Menjadi Keluarga Sang Penjahat - Chapter 241
Bab 241
Bab 241
Tentu saja, meskipun mereka melarikan diri, peluang untuk bertahan hidup sangat rendah, tetapi bukankah tetap layak untuk dicoba?
“Pergi…….”
Sabina hampir tidak mampu mengucapkan kata-katanya, suaranya bergetar dan terbata-bata.
“Akulah orang yang dia incar….”
Meskipun tampak berkabut, tatapan mata Adipati Agung tetap tertuju pada Sabina sejak awal.
Dia tahu alasannya.
Mereka semua adalah orang-orang kecil yang akan roboh bahkan jika Adipati Agung hanya mengangkat satu jari, tetapi dialah satu-satunya yang melukainya.
“Katakan sesuatu yang masuk akal! Adakah ksatria yang akan meninggalkan orang yang dilayaninya dan melarikan diri!”
“Penyihir seperti itu tidak ada.”
Namun, Grand Duke Valentine bahkan tidak melirik mereka.
Dia terus maju tanpa henti. Bahkan, dia memiliki lebih banyak energi daripada sebelum ditusuk pedang.
Gerakan yang canggung dan statis, seperti patung yang bergerak, kini terlihat jauh lebih cepat.

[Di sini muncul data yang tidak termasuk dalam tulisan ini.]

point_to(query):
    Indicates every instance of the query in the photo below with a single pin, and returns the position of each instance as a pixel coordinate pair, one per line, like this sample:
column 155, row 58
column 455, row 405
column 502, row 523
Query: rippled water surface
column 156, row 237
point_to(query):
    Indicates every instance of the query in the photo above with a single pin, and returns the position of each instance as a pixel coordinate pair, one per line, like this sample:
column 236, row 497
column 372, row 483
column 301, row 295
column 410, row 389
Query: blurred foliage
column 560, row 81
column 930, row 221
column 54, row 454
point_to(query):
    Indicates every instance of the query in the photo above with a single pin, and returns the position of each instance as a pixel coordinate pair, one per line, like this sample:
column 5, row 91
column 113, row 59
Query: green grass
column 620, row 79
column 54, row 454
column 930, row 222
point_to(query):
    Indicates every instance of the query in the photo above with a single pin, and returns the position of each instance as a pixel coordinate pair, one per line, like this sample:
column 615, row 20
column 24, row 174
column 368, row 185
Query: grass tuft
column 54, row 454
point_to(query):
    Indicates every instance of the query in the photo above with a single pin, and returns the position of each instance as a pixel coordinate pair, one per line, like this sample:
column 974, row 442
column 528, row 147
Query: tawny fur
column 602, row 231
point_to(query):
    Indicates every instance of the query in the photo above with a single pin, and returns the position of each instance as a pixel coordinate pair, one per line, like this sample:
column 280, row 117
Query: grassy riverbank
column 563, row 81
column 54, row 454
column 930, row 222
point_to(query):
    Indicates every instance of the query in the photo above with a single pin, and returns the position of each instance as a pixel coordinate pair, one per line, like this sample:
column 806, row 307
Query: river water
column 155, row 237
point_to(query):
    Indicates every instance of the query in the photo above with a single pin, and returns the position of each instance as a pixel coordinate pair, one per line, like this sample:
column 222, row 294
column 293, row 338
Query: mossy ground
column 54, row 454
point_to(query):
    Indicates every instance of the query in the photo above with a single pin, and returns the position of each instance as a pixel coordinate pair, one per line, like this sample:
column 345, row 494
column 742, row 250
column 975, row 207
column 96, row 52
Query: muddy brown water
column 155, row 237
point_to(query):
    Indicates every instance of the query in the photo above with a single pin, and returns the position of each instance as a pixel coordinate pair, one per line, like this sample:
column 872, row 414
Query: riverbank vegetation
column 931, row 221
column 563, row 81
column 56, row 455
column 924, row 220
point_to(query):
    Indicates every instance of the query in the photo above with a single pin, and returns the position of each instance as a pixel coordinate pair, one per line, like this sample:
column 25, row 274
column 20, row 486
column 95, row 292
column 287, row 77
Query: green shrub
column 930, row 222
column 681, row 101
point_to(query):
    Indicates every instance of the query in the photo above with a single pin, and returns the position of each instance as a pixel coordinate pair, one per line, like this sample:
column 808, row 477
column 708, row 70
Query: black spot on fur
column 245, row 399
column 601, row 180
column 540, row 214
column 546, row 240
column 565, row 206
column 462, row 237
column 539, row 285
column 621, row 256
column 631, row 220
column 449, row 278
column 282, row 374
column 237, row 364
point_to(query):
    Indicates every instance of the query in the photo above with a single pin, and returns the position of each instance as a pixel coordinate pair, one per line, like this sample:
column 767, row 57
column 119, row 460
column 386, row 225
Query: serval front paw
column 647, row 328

Dia melemparkan benda-benda ke arah para ksatria dan penyihir yang menghalangi jalannya seolah-olah mereka adalah penghalang. Dia benar-benar melemparkan mereka jauh-jauh.
Melihat orang-orang terbang ke langit, rasanya sangat tidak nyata.
Di belakangnya, orang yang bergegas menuju Sabina, hanya tersisa puing-puing yang tampak seperti bekas badai yang telah berlalu.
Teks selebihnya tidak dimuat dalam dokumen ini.